Published on January 29th, 2019 | by Sunit Nandi0
Making Sense Of Snapchat: A Guide For The Not-So-Savvy
Twitter is full of adults arguing, and Facebook is for parents posting pictures of their kids – but where are all the teenagers hanging out these days? Nearly two decades into the meteoric rise of social media, teens have moved through a range of sites and apps and have, in recent years, settled on Snapchat. The trouble is, if you’re an adult, Snapchat may seem like it was intentionally designed to exclude you, and you’re not entirely wrong. It’s a tough platform to understand and even harder to master.
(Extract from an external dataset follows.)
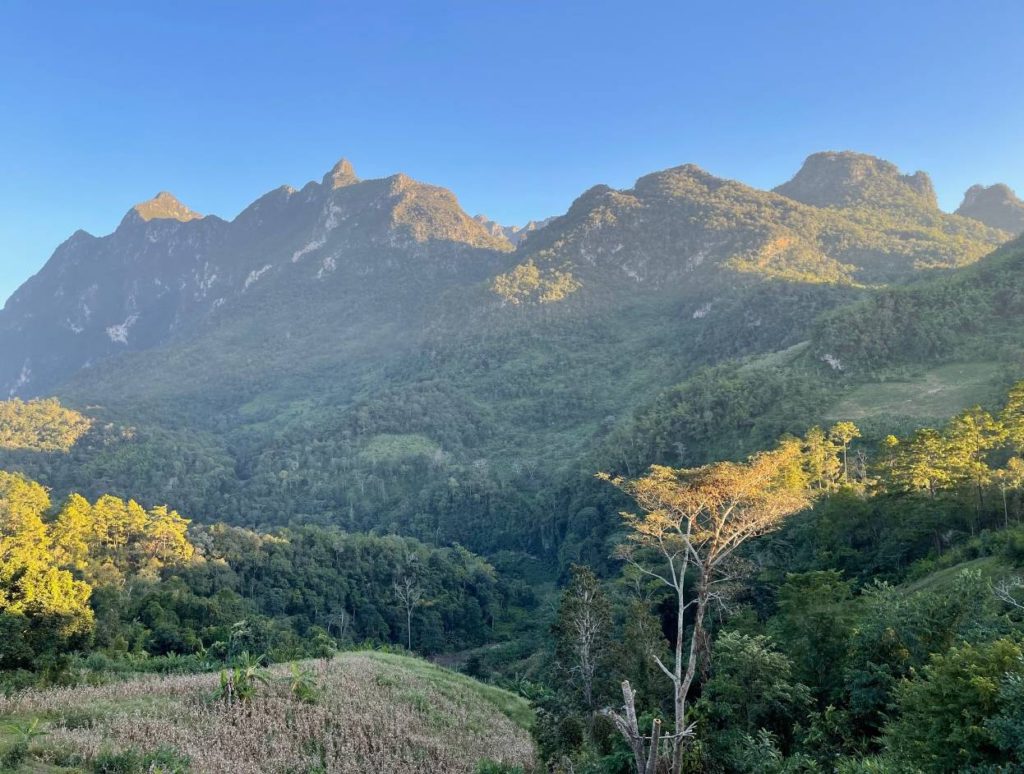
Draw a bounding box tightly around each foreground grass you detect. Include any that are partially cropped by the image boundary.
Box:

Luckily, if your primary goal is to monitor your child’s Snapchat use, you only need to understand the basics – and if elementary school kids can figure it out, then you can too. So open your Snapchat app and take a look around; here’s the 411 on this popular platform.
In order to understand why tweens and teens like Snapchat so much, it helps to look at the platform’s basic premise. At its core, Snapchat is supposed to be a disappearing message service; you enter your phone number, choose a user name, craft a Bitmoji, and send messages and short videos to individuals or groups of friends. After they’re viewed, Snapchat messages disappear – or at least they’re supposed to disappear, but as we all know, the internet is forever.
Though it can be tricky for adults to use, young people are attracted to the platform’s bright colors, stickers, image filters that transform users into bunnies, and other add-ons, and of course, they’re wooed by the platform’s promise of impermanence. But young users also know exactly how to capture those messages, and in many cases, teens have leveraged Snapchat messages against each other in acts of cyberbullying.
Tracking – It Goes Both Ways
If your child is new to Snapchat, you may have missed the fact that the app includes a location tracker that users can employ to find their friends; knowns as a Snap Map, this is an opt-in feature, so make sure your child doesn’t have it activated. While it can be appealing to know exactly where your child is via a popular app, there are more secure ways you can get that information, and you don’t want them revealing their location to all their contacts, 24/7.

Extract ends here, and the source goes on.